Swordsman & Geek

A Midsummer Night’s Blog

The Content of the President’s Character…

1/21/2009

From the Lincoln Memorial Dr. King looks 50 years into the future

From the Lincoln Memorial Dr. King looks 50 years into the future

I have a dream that one day this nation will rise up and live out the true meaning of its creed: “We hold these truths to be self-evident, that all men are created equal.”
~Dr. Martin Luther King (August 28, 1963)

Yesterday it struck me that less than 50 years separate Dr. Martin Luther King Junior’s Dream Speech and the inauguration of Barack Obama.  Imagine that these two men face each other across the National Mall with King speaking from the steps of the Lincoln Memorial and Obama speaking from the opposite side separated only by about 50 years.

That is what makes the United States of America great.  It isn’t that we are perfect or that racism doesn’t exist anymore.  We screw things up all the time and the last 8 years is a good example of that, but we have the capacity to change our mistakes.  The certain knowledge of our faults and the need for constant change is written into the fabric of our government and by recognizing our many imperfections, we are a stronger nation.
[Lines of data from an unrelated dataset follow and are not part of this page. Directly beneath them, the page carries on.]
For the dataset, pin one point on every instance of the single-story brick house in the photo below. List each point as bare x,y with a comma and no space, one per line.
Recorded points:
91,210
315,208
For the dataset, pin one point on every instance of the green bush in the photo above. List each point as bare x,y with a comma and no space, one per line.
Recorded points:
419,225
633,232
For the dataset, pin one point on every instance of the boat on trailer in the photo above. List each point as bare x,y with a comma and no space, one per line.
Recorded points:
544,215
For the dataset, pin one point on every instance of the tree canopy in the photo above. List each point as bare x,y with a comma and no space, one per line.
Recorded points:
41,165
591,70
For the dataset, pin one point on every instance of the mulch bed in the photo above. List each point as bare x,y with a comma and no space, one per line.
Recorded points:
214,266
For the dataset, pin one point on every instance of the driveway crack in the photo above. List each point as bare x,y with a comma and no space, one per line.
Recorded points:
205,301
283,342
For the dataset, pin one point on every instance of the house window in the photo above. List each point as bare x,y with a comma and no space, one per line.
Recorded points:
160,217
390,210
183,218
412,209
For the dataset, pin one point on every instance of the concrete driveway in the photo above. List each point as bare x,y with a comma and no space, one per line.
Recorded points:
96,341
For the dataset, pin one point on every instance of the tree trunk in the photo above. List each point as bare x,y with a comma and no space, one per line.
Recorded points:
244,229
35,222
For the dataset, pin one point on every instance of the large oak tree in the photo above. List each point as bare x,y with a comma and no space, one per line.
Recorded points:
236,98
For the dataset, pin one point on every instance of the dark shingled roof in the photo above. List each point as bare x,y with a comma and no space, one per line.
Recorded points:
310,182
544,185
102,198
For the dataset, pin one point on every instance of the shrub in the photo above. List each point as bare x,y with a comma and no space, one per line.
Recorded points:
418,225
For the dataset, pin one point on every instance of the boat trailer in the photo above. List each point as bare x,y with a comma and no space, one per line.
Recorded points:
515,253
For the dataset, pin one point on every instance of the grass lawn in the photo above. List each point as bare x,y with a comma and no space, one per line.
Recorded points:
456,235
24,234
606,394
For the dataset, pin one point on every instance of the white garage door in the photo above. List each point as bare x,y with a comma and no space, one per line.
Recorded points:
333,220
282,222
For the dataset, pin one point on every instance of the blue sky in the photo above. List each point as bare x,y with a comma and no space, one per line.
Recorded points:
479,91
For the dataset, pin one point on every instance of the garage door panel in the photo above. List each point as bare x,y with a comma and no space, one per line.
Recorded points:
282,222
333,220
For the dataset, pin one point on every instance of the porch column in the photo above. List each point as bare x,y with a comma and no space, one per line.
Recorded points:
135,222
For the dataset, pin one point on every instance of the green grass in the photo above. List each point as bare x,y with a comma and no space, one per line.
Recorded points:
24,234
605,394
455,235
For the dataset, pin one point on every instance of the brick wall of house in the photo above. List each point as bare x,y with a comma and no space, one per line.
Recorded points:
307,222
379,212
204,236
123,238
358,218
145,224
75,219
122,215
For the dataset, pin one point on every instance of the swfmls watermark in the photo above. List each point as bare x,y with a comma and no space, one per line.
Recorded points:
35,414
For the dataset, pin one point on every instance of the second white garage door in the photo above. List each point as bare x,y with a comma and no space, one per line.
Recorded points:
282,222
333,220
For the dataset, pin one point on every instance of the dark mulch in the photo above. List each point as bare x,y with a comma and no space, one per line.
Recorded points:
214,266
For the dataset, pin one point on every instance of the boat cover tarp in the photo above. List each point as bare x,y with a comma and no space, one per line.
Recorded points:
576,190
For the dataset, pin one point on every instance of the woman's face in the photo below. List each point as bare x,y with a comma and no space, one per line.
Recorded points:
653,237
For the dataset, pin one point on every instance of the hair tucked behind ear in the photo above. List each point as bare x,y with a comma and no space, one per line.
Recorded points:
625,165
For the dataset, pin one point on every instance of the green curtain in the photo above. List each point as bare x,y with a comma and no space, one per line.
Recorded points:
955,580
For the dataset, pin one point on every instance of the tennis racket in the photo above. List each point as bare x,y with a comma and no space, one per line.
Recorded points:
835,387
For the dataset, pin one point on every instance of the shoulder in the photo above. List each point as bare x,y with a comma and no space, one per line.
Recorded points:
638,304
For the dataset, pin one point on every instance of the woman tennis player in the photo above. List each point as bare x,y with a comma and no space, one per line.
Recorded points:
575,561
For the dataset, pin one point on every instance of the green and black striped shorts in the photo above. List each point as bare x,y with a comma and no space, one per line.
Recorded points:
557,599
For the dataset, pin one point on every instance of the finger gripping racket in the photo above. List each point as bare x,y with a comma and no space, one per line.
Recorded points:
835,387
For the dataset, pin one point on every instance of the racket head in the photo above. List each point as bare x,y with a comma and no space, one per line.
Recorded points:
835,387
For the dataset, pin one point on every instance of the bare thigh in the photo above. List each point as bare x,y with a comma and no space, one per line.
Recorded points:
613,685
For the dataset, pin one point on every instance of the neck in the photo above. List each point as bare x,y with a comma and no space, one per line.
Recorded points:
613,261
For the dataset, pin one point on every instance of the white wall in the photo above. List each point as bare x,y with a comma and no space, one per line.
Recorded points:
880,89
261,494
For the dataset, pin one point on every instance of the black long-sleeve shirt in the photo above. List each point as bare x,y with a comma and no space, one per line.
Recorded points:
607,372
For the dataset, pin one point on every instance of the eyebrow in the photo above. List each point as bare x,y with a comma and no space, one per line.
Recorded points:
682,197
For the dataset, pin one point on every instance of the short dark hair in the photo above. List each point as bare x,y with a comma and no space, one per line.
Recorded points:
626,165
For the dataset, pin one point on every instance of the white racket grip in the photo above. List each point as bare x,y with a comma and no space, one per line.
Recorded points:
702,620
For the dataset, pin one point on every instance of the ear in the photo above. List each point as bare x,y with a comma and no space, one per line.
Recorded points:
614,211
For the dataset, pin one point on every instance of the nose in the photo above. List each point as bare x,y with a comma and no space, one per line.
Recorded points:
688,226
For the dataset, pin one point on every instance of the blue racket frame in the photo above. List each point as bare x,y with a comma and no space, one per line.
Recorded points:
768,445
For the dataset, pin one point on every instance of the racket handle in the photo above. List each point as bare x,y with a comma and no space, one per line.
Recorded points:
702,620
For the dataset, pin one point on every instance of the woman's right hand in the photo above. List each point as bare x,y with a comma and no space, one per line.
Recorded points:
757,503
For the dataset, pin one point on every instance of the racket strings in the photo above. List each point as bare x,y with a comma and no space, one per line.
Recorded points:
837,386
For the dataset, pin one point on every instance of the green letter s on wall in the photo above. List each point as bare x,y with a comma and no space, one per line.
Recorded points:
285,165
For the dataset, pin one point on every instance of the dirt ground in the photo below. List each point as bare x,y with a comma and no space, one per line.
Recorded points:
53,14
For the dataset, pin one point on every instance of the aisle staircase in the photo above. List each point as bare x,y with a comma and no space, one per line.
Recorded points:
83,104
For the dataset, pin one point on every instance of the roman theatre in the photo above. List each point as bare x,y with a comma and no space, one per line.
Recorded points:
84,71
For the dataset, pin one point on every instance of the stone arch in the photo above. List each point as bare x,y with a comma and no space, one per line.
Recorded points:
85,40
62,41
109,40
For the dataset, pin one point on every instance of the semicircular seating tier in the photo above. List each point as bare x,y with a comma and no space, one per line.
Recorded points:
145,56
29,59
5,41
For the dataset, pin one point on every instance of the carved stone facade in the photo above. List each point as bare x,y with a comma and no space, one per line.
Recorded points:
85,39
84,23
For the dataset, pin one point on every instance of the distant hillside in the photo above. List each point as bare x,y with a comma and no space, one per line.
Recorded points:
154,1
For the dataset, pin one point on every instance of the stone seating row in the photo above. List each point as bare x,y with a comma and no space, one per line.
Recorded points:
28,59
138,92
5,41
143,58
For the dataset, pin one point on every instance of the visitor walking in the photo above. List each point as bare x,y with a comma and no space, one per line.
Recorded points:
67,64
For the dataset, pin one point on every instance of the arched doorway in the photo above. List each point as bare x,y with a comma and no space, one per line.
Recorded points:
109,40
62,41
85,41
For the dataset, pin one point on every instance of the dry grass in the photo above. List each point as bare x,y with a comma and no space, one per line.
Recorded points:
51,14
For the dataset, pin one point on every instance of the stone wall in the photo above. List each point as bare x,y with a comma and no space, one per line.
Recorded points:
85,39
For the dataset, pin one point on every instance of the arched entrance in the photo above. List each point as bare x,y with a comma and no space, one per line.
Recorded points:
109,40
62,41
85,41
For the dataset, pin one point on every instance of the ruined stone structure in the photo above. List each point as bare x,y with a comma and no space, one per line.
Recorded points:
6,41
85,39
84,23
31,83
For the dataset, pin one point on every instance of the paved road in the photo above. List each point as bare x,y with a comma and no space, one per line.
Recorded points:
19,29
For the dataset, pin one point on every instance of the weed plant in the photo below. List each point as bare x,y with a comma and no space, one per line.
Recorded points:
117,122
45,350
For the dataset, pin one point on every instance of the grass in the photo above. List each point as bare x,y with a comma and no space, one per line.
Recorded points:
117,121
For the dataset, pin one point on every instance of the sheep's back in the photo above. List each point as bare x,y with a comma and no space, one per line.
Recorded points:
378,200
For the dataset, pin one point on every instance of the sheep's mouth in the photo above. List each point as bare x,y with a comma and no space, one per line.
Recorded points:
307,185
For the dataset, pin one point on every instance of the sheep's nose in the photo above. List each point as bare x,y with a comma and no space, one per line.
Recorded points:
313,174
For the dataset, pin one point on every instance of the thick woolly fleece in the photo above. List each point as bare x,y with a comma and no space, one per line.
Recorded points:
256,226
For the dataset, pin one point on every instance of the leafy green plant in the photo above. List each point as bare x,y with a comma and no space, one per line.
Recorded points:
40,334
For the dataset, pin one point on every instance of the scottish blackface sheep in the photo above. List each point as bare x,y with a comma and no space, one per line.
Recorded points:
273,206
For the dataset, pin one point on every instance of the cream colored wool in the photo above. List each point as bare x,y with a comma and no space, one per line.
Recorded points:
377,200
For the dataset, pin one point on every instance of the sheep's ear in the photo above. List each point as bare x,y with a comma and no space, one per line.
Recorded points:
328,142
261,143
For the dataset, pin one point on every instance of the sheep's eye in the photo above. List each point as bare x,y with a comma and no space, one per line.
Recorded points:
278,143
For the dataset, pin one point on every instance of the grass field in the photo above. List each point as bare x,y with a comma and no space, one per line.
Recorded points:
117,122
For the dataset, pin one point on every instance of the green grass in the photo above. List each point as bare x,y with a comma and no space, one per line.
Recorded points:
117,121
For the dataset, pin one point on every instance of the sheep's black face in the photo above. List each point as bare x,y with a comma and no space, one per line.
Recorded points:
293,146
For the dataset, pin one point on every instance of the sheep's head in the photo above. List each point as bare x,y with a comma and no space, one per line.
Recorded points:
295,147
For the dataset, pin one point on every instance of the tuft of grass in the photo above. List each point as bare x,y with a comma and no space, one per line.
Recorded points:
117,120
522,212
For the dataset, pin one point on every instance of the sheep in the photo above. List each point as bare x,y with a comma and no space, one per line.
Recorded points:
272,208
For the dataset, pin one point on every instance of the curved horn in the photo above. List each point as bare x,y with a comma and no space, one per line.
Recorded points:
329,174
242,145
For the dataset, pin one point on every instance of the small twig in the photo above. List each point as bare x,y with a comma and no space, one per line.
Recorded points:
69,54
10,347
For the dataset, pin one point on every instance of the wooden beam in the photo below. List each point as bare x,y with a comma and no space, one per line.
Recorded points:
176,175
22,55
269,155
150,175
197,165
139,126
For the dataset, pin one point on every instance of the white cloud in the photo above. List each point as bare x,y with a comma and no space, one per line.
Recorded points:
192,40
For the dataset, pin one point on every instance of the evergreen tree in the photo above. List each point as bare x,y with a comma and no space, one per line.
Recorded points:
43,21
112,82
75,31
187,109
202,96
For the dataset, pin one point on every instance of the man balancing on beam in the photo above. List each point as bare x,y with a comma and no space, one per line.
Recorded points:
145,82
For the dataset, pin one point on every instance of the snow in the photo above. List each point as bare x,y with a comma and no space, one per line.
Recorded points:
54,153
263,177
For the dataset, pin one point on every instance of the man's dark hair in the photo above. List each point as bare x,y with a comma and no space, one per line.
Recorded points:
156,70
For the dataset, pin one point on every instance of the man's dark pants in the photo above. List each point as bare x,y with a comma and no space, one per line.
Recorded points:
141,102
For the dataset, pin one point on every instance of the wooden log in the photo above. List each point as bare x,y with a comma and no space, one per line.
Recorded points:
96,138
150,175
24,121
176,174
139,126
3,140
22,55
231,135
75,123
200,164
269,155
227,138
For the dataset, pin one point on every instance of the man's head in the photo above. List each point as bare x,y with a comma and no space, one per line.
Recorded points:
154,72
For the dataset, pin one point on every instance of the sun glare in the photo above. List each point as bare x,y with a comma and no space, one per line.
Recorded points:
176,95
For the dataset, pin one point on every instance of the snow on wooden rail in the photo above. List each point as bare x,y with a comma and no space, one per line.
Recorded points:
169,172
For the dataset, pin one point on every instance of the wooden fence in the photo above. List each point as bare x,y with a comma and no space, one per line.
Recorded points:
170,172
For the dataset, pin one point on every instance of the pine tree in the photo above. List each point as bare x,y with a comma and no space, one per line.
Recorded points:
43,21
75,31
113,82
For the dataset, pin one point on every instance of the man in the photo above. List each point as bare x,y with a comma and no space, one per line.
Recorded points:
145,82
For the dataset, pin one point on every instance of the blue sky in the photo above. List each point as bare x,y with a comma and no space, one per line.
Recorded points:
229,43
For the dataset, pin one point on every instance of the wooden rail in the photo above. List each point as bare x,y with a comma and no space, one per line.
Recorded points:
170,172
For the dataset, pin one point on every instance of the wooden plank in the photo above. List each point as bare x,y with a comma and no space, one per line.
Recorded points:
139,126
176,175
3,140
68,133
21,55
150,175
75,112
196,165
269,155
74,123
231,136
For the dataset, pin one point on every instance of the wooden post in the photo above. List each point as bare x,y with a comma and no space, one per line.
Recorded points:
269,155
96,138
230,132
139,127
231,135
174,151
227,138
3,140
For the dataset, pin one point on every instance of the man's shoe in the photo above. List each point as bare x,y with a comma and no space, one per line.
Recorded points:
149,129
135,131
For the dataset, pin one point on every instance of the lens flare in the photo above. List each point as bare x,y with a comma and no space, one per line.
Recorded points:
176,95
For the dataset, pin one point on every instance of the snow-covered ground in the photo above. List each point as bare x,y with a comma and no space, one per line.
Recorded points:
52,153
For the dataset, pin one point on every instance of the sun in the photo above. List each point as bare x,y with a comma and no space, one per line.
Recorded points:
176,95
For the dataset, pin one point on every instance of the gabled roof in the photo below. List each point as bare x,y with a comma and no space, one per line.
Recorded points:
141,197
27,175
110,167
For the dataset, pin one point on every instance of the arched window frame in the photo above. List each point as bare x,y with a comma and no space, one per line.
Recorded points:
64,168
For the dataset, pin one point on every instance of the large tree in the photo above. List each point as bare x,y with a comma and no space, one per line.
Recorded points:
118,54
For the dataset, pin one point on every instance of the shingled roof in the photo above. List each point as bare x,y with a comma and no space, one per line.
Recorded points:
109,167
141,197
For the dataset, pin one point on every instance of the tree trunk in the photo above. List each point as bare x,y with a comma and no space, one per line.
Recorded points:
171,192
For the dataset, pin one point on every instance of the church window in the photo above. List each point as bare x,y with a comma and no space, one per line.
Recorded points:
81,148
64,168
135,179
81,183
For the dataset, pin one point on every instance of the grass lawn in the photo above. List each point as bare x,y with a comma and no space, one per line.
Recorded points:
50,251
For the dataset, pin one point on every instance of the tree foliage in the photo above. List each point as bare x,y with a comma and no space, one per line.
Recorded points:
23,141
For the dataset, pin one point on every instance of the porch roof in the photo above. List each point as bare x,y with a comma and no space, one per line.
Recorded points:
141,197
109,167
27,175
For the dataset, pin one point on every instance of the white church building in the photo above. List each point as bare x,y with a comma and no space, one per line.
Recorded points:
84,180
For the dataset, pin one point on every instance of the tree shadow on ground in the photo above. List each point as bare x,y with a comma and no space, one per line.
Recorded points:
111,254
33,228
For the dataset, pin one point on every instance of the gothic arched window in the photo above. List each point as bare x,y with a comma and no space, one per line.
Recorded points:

We’ve had a seemingly non-stop progression of old white guys running our country.  Some of them have been great and some of them have been terrible, but the truth is that when given a chance to vote for a candidate that was outside of the majority’s ethnicity, most of the people judged the candidate not by the color of his skin, but by by the content of his character.

Democrat. Republican.  It doesn’t really matter.  It is something to be happy about and I think we can thank Dr. King and all the other great Americans for yesterday and tomorrow.

With this faith we will be able to work together, to pray together, to struggle together, to go to jail together, to stand up for freedom together, knowing that we will be free one day.
The Oath

With this faith we will be able to work together, to pray together, to struggle together, to go to jail together, to stand up for freedom together, knowing that we will be free one day.